Au-delà des risques directs qui pèsent sur les générations futures, les conséquences sont aussi indirectes sur l’économie, l’agriculture et la sécurité alimentaire. La perte de main d’œuvre – décédée ou qui a fui –, les préconisations pour éviter tout rassemblement collectif, la mise en suspens de la chasse et de la commercialisation de la viande de brousse – cause de transmission du virus – sont autant d’éléments qui expliquent les implications de la crise sanitaire en cours sur la production agricole et les échanges commerciaux.

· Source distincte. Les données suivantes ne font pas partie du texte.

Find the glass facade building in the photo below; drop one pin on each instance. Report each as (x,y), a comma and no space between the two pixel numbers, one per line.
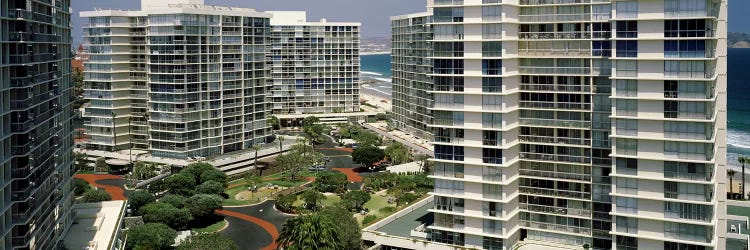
(572,123)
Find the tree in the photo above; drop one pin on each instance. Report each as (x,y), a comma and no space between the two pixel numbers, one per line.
(210,187)
(140,198)
(398,153)
(214,241)
(100,163)
(330,182)
(144,171)
(160,212)
(742,161)
(353,200)
(177,201)
(731,173)
(150,236)
(309,232)
(181,183)
(346,225)
(80,186)
(367,155)
(196,170)
(285,202)
(313,199)
(202,205)
(95,195)
(292,163)
(213,175)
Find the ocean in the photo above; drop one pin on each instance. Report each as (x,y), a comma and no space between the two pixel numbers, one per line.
(738,138)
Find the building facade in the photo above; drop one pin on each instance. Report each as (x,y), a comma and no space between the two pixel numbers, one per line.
(315,66)
(576,123)
(35,123)
(179,78)
(411,67)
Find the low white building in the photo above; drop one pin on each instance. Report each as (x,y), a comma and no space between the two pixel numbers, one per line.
(97,226)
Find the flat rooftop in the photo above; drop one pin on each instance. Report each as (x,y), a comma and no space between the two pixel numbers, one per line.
(402,226)
(95,226)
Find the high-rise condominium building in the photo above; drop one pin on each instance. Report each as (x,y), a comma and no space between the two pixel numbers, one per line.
(35,123)
(314,65)
(178,78)
(572,123)
(411,68)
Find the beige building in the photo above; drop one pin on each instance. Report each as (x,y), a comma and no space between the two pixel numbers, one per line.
(576,124)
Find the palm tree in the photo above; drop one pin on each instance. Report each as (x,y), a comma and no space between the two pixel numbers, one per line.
(281,144)
(256,147)
(742,161)
(114,132)
(731,173)
(309,232)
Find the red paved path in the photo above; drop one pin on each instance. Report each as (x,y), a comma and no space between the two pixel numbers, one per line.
(268,226)
(116,192)
(350,174)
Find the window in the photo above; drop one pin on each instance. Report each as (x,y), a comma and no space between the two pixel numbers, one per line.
(627,9)
(492,31)
(492,84)
(492,49)
(626,205)
(490,243)
(491,120)
(490,138)
(449,66)
(627,29)
(448,14)
(627,127)
(627,186)
(492,67)
(492,102)
(627,243)
(627,166)
(681,231)
(492,13)
(627,146)
(685,49)
(492,155)
(685,8)
(627,68)
(627,48)
(627,225)
(627,88)
(688,28)
(451,153)
(448,49)
(626,107)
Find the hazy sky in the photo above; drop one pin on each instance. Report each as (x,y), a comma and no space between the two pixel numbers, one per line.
(374,14)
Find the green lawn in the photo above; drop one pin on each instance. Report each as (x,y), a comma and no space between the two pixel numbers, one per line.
(330,201)
(211,228)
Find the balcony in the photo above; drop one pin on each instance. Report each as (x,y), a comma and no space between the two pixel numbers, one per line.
(555,192)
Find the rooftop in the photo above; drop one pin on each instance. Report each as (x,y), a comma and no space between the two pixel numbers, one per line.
(95,226)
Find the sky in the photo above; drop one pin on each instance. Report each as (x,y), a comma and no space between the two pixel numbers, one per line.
(373,14)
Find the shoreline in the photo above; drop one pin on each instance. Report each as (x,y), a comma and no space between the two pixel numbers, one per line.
(374,53)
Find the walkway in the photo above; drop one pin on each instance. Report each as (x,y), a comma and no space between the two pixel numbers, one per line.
(107,182)
(350,174)
(254,227)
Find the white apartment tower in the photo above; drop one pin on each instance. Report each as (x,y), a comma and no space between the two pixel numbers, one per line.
(178,78)
(572,123)
(315,66)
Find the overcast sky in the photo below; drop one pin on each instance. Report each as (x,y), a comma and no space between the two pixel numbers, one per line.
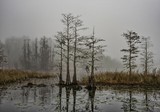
(36,18)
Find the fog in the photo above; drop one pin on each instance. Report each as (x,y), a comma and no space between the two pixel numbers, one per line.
(36,18)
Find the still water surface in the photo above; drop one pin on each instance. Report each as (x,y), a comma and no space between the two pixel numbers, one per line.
(51,98)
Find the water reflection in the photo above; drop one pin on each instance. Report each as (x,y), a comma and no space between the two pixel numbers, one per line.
(66,99)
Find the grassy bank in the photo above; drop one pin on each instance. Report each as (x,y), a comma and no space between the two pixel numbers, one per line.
(9,76)
(121,78)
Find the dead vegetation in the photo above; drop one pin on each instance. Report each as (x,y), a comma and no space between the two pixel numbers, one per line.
(9,76)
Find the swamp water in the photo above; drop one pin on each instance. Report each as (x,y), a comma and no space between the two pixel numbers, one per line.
(51,98)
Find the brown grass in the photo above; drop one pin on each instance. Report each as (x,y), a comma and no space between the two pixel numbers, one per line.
(121,78)
(8,76)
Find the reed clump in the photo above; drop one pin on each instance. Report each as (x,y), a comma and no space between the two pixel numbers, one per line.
(123,78)
(8,76)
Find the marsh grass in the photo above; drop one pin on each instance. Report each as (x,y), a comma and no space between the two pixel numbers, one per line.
(9,76)
(122,78)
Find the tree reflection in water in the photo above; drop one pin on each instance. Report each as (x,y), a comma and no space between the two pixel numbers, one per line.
(66,99)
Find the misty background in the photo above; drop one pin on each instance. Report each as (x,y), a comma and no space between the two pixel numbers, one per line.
(38,18)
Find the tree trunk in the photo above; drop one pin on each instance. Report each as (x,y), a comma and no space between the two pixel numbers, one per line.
(74,61)
(68,81)
(60,75)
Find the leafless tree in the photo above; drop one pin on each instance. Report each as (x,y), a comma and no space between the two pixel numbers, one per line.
(60,43)
(147,54)
(68,22)
(77,26)
(44,53)
(2,55)
(129,58)
(95,50)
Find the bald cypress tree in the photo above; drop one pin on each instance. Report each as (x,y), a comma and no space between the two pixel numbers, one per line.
(131,53)
(68,23)
(146,54)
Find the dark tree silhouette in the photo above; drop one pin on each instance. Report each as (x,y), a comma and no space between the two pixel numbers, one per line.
(147,55)
(3,57)
(95,50)
(60,45)
(68,22)
(44,53)
(77,26)
(129,59)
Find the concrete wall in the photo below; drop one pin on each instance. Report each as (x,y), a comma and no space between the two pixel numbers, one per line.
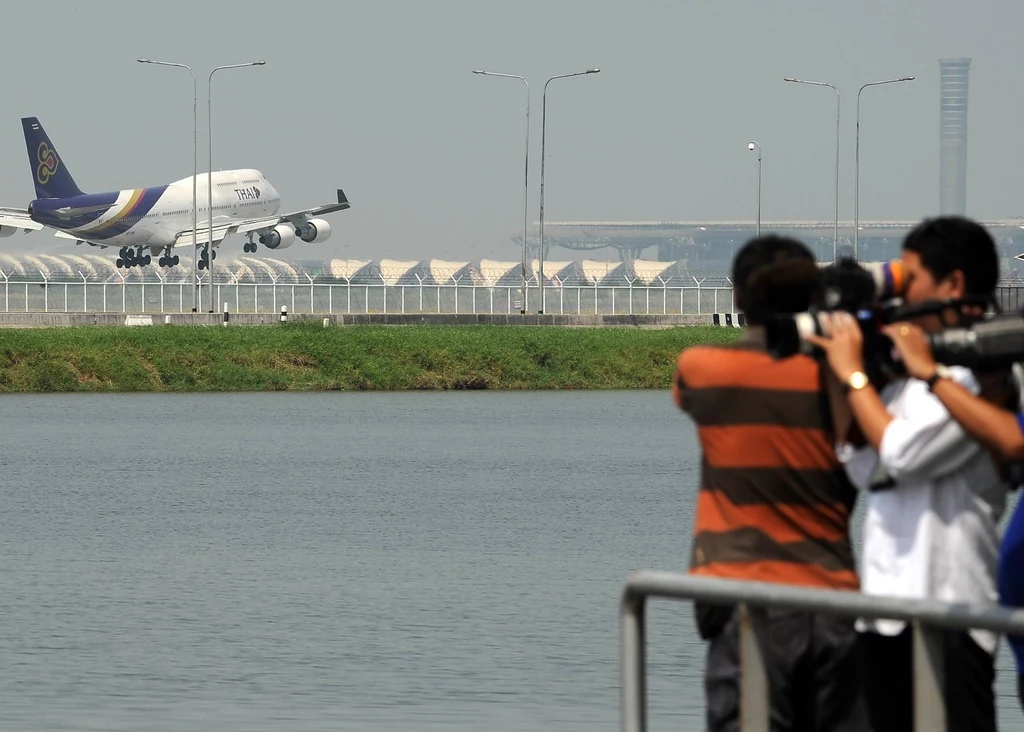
(39,319)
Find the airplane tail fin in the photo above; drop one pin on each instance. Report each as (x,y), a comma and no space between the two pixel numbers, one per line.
(48,172)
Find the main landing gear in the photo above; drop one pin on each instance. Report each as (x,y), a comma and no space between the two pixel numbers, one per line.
(132,257)
(204,259)
(166,260)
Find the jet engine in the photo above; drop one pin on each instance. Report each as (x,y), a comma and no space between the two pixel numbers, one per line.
(281,237)
(314,231)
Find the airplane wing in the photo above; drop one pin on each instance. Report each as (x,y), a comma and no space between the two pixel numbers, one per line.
(225,228)
(18,219)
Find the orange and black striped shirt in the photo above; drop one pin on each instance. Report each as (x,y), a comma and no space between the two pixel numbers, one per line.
(774,502)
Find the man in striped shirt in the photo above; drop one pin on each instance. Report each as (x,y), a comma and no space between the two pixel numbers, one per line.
(774,503)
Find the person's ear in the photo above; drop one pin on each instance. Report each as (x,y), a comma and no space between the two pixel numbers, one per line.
(956,284)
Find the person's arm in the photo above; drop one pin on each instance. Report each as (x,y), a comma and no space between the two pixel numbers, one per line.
(928,442)
(997,429)
(845,349)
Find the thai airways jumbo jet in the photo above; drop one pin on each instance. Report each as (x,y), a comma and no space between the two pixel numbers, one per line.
(155,220)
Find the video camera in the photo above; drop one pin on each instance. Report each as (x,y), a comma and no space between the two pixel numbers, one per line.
(868,292)
(871,293)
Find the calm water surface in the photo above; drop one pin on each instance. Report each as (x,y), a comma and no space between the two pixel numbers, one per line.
(342,561)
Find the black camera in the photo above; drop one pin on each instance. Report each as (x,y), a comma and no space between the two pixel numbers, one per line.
(868,292)
(993,343)
(871,294)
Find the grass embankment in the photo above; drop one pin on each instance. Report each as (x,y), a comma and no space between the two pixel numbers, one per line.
(299,356)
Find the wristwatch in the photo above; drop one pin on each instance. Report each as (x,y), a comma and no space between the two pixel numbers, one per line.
(941,372)
(856,381)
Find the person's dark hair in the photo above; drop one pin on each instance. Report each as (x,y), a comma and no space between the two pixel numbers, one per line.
(774,274)
(950,243)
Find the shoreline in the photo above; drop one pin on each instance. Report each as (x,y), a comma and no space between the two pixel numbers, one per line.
(306,356)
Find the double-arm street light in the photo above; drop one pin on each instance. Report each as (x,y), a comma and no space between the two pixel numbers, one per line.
(195,175)
(525,195)
(751,146)
(209,175)
(821,83)
(856,185)
(544,121)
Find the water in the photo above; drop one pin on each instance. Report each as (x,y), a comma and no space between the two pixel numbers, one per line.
(342,561)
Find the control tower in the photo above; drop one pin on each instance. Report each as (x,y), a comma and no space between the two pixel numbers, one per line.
(952,135)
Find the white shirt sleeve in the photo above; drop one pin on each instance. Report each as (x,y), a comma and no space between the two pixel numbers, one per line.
(924,442)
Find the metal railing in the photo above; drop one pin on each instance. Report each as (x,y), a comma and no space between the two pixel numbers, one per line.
(38,292)
(45,294)
(928,617)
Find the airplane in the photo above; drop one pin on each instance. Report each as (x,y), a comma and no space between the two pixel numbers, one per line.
(147,221)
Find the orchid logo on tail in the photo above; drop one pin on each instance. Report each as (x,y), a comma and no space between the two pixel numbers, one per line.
(47,163)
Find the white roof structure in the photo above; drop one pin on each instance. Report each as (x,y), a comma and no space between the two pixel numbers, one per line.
(430,272)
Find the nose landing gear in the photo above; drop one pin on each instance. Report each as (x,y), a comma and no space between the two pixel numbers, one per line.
(167,260)
(204,260)
(132,257)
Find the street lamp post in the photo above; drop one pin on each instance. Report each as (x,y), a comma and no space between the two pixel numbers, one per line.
(195,176)
(821,83)
(525,195)
(209,175)
(856,175)
(544,122)
(751,147)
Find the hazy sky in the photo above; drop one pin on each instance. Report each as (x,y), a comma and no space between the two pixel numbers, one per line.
(378,98)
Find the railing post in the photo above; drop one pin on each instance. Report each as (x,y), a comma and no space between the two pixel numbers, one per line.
(456,281)
(929,679)
(634,669)
(161,277)
(85,291)
(754,695)
(124,292)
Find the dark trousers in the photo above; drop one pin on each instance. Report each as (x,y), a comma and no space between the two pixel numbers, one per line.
(888,678)
(812,669)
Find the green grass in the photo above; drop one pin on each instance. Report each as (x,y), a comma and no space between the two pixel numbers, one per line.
(308,357)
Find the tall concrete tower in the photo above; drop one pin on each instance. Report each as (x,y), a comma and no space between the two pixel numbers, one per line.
(952,135)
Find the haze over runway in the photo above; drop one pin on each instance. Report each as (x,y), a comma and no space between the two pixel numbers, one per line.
(379,98)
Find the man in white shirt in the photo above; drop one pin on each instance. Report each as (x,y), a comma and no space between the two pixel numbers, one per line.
(935,496)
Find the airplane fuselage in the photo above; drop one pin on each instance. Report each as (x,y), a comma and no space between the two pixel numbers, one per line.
(154,217)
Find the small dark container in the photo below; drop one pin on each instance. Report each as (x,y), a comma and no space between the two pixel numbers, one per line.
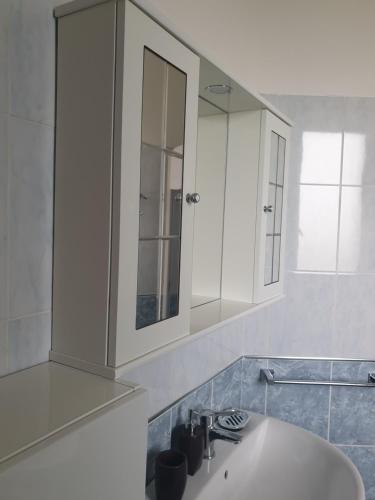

Les mises en quarantaine de population, le refus de produits de certaines localités et la peur du virus entraînent la paralysie des flux commerciaux par voie terrestre et des conséquences sur le commerce local. Les restrictions aériennes ont des effets directs sur le commerce régional et ralentit l’arrivée de l’aide depuis l’extérieur. Tout cela mène à une augmentation des prix de l’alimentation et de premières nécessités et une hausse de l’inflation dans des pays à l’économie fragile. Le Fond monétaire international a annoncé que l’épidémie pourrait causer une perte de 3,5 % de croissance économique du fait des effets sur les secteurs miniers, agricoles et des services.

La situation sanitaire, sociale et économique explosive et la crise de confiance en l’État expliquent également les tensions qui se multiplient entre le gouvernement et les populations. L’apparition du virus Ebola représente un vrai problème et un nouveau défi de taille à surmonter dans une région qui se remettait progressivement d’une histoire marquée par la violence et la destruction.

Développement et Paix soutient Caritas Sierra Leone afin de contribuer au contrôle et à la prévention de la propagation de la maladie.